“Yang jilbab marun itu anak editor juga kan?”
Nat menengok ke arah belakang. Mata kami tertuju pada gadis muda berpostur pendek, berwajah mungil. Sedetik kemudian, Nat beralih menatapku.
“Namanya Nunna. Editor khusus naskah horor dan religi. Dia setahun lebih muda dari lo.” Nat mengelap sisi kiri bibirnya dengan tisu. Lalu meneruskan ucapan. “Kecil-kecil gituh dia orangnya super sibuk. Abis ngantor, dia biasanya langsung cabut. Ada jadwal ngajar bahasa Indonesia buat orang asing, katanya sih orang Korea.” Nat kembali melirik Nunna. “Tiap jam setengah lima teng, dia pasti bilang, Mbak, aku duluan ya..” Nat nyengir kuda.
“Hm… karyawan tenggo.”
“Exactly!”
Di tengah obrolan, muncul seseorang yang sudah kukenal, tapi aku lupa namanya. Dia buru-buru menghampiri aku dan Nat sembari membawa makan siangnya.
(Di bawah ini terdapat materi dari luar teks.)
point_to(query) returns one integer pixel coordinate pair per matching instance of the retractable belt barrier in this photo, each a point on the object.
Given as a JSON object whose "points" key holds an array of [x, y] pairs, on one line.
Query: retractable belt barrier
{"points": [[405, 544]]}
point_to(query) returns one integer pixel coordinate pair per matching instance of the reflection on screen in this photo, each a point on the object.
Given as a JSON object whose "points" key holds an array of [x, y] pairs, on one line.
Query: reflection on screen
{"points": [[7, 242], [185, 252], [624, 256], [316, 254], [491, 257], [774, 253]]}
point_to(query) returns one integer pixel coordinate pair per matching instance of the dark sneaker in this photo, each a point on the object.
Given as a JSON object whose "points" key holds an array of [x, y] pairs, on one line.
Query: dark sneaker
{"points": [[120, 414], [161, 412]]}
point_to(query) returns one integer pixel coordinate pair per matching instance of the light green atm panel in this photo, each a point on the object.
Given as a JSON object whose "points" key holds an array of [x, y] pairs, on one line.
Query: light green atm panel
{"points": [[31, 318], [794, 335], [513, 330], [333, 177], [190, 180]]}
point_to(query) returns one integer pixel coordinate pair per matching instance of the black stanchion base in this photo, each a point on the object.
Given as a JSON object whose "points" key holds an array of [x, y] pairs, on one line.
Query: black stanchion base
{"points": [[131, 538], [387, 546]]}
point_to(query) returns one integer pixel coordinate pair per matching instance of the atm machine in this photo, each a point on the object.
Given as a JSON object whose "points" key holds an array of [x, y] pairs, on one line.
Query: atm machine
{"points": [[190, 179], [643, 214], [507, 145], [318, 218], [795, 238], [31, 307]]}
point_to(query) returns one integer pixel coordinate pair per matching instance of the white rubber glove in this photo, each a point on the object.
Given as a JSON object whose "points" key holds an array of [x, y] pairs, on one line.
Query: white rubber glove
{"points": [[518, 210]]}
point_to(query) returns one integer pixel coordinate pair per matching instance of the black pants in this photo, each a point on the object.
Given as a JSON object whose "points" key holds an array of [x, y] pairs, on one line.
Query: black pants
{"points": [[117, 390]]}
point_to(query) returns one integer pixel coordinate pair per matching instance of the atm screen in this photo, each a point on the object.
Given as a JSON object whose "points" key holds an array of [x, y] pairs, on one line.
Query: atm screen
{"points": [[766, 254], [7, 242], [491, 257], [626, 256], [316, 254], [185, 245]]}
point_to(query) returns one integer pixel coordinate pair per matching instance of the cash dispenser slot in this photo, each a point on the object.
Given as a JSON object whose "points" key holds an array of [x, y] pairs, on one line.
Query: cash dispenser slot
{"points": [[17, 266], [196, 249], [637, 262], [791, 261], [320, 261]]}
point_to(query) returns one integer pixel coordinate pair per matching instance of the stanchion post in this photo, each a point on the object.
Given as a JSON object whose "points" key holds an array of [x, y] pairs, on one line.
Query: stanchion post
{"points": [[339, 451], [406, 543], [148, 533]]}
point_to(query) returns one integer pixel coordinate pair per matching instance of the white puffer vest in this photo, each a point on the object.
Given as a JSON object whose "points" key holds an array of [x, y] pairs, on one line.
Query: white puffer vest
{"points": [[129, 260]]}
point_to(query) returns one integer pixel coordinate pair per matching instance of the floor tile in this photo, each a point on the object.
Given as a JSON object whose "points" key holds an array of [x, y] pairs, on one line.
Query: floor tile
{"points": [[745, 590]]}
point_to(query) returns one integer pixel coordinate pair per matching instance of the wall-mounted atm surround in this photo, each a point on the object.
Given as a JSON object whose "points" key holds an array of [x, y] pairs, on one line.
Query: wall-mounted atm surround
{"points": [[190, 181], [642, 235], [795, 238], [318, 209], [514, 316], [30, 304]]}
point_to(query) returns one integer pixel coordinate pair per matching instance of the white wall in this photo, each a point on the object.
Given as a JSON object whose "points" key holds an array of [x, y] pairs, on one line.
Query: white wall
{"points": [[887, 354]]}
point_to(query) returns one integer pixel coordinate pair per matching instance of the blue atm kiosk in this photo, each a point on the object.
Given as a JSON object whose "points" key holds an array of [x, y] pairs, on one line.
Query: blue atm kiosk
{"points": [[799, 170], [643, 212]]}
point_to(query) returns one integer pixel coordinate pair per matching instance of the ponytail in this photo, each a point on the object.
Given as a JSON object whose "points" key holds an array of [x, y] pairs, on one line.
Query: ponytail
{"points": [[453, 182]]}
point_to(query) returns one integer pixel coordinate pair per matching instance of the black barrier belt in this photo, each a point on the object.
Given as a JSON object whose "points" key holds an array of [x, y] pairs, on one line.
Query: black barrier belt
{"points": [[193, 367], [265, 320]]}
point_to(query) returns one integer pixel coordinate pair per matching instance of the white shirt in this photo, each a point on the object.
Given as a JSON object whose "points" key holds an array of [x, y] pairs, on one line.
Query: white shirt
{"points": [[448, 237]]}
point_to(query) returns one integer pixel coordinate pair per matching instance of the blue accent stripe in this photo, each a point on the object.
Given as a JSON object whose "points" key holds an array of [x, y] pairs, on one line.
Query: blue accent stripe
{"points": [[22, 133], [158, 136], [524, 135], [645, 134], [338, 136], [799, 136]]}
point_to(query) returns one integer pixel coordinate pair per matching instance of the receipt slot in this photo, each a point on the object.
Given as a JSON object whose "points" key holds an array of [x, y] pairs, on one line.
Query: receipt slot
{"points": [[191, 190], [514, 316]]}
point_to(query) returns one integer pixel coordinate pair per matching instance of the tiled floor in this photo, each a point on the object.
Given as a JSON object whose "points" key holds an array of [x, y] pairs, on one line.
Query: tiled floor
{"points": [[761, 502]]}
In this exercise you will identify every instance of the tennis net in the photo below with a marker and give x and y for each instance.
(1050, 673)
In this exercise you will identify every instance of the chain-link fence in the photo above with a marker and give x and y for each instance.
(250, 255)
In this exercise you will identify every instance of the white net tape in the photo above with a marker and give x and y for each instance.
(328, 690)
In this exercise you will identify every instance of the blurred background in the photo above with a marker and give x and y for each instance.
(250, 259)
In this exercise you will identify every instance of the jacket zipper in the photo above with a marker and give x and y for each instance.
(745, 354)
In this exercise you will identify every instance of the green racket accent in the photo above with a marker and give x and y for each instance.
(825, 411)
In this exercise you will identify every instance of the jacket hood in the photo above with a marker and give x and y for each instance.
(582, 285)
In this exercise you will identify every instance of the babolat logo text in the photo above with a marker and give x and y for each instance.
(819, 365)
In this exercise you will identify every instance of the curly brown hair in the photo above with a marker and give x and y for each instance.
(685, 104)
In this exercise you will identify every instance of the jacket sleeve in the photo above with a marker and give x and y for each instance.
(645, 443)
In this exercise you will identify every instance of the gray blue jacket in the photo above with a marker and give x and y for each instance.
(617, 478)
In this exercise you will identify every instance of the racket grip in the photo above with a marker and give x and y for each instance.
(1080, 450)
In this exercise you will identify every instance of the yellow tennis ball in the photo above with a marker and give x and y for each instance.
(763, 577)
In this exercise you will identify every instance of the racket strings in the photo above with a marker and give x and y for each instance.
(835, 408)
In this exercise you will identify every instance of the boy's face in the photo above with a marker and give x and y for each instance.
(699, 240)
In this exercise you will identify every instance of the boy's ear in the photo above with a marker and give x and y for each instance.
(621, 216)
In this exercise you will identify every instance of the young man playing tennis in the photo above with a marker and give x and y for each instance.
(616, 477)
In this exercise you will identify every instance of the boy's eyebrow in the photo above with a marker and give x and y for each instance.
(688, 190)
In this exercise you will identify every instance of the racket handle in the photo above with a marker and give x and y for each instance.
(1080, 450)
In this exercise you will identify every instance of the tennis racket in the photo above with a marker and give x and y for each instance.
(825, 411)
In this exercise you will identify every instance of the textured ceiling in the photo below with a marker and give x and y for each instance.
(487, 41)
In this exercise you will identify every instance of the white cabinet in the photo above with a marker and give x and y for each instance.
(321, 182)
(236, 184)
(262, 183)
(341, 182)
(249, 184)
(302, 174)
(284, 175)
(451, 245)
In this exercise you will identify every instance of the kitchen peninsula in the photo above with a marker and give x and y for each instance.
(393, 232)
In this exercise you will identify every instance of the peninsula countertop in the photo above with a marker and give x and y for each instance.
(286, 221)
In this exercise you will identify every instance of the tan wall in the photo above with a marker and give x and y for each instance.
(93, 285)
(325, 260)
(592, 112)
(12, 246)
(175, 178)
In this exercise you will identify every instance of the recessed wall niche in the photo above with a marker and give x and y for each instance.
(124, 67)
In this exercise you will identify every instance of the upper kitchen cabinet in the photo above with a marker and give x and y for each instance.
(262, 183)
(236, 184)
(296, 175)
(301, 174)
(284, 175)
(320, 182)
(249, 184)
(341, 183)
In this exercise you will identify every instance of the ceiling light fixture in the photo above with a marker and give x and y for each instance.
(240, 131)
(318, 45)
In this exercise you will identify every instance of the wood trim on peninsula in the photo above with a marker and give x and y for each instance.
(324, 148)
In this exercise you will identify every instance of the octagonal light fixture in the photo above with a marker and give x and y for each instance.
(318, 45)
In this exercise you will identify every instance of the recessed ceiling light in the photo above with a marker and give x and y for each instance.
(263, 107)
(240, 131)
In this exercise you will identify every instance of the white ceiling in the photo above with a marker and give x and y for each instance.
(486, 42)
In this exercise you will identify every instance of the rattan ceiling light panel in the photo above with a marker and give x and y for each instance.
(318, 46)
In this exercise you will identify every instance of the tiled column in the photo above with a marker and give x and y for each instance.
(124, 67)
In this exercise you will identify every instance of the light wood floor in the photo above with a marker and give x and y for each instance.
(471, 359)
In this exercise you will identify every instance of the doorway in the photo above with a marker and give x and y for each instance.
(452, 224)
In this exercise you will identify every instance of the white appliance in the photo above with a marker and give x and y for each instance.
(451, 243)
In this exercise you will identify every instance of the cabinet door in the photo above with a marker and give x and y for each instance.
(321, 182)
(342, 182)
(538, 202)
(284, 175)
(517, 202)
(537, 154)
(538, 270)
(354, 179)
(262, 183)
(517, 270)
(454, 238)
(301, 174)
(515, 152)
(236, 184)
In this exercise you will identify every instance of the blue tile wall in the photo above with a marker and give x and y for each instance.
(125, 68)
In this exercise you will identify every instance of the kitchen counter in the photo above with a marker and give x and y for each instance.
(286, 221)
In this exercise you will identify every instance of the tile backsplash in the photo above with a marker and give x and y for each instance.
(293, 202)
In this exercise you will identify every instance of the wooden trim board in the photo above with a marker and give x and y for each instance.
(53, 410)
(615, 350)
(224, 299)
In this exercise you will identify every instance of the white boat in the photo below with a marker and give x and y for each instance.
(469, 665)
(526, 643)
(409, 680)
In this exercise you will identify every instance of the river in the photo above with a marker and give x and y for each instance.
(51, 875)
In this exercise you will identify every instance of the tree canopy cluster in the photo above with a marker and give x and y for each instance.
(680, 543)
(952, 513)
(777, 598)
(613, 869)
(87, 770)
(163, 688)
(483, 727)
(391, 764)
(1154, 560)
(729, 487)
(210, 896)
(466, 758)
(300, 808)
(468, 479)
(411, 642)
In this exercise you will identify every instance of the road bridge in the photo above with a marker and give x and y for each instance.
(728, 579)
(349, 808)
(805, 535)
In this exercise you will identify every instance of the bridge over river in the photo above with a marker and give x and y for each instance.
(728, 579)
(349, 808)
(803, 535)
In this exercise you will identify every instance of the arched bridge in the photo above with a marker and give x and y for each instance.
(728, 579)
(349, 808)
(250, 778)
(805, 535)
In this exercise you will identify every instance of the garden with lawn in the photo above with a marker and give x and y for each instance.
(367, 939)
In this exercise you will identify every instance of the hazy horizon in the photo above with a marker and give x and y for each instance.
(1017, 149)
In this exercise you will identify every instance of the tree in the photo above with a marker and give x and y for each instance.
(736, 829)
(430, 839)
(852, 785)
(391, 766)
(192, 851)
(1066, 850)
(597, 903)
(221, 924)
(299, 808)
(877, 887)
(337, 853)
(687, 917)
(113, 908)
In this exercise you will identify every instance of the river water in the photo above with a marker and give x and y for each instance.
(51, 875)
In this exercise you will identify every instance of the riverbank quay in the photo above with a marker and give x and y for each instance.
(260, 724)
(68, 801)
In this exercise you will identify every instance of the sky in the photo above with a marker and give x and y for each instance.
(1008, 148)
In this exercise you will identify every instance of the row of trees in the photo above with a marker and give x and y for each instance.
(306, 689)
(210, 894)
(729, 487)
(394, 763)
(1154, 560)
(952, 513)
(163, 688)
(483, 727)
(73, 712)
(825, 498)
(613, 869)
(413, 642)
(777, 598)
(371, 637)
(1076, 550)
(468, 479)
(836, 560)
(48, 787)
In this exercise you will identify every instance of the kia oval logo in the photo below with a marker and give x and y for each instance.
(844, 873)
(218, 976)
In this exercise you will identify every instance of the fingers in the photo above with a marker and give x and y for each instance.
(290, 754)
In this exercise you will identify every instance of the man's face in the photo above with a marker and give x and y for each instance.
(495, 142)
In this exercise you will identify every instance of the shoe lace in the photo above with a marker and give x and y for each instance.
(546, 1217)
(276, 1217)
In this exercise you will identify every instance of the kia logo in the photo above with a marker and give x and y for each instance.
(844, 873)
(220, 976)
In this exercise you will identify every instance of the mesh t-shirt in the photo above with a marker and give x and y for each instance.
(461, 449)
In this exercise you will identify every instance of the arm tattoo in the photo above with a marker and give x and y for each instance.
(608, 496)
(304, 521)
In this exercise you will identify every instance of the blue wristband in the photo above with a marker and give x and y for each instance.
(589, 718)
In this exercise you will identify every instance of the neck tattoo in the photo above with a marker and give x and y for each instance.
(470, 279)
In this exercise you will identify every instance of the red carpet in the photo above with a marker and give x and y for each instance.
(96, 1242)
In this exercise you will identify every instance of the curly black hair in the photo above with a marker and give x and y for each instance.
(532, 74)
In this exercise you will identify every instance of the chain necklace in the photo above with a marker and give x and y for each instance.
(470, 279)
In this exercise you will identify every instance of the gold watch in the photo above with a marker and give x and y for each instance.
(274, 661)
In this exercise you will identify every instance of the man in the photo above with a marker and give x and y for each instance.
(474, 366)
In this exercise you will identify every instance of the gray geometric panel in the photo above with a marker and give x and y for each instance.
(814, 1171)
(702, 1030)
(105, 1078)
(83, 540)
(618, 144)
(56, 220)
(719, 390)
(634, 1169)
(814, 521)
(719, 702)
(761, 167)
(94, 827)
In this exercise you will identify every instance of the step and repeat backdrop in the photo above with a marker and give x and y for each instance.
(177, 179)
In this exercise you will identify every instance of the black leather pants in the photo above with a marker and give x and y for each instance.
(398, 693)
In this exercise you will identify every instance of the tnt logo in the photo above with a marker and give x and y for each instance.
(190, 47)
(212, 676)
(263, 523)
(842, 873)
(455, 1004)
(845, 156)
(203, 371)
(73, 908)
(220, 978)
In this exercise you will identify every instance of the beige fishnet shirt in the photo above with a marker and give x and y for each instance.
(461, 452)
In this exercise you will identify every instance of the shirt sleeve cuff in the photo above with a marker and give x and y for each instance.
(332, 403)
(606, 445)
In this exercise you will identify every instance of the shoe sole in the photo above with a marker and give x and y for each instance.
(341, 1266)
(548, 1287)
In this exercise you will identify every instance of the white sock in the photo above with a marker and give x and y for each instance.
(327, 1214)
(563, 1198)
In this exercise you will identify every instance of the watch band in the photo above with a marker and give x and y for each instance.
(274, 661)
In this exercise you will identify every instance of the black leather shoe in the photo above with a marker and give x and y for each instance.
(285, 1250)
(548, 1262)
“Hy Jon! Telat lu ah. Kita udah mao kelar makannya,” dumel Nat diselingi cengiran Jonny.
“Biasa. Kerjaan nanggung.”
“Pasti masih stuck sama cover Opera Dua Cinta.”
“Lo tau kan Mbak, Pamella perfeksionis banget orangnya.”
“Bagus dooong..”
“Nyiksa sih lebih tepatnya.”
“Pamella siapa?” Aku memotong.
“Liat yang lagi mesen soto mie bogor. Kemeja putih.” Aku mendapatinya. Jonny kembali nyerocos soal Pamella.
“Cantik ya?”
Mereka mengangguk berbarengan.
“Tapi kok kalian berdua kayaknya nggak suka ya sama dia?”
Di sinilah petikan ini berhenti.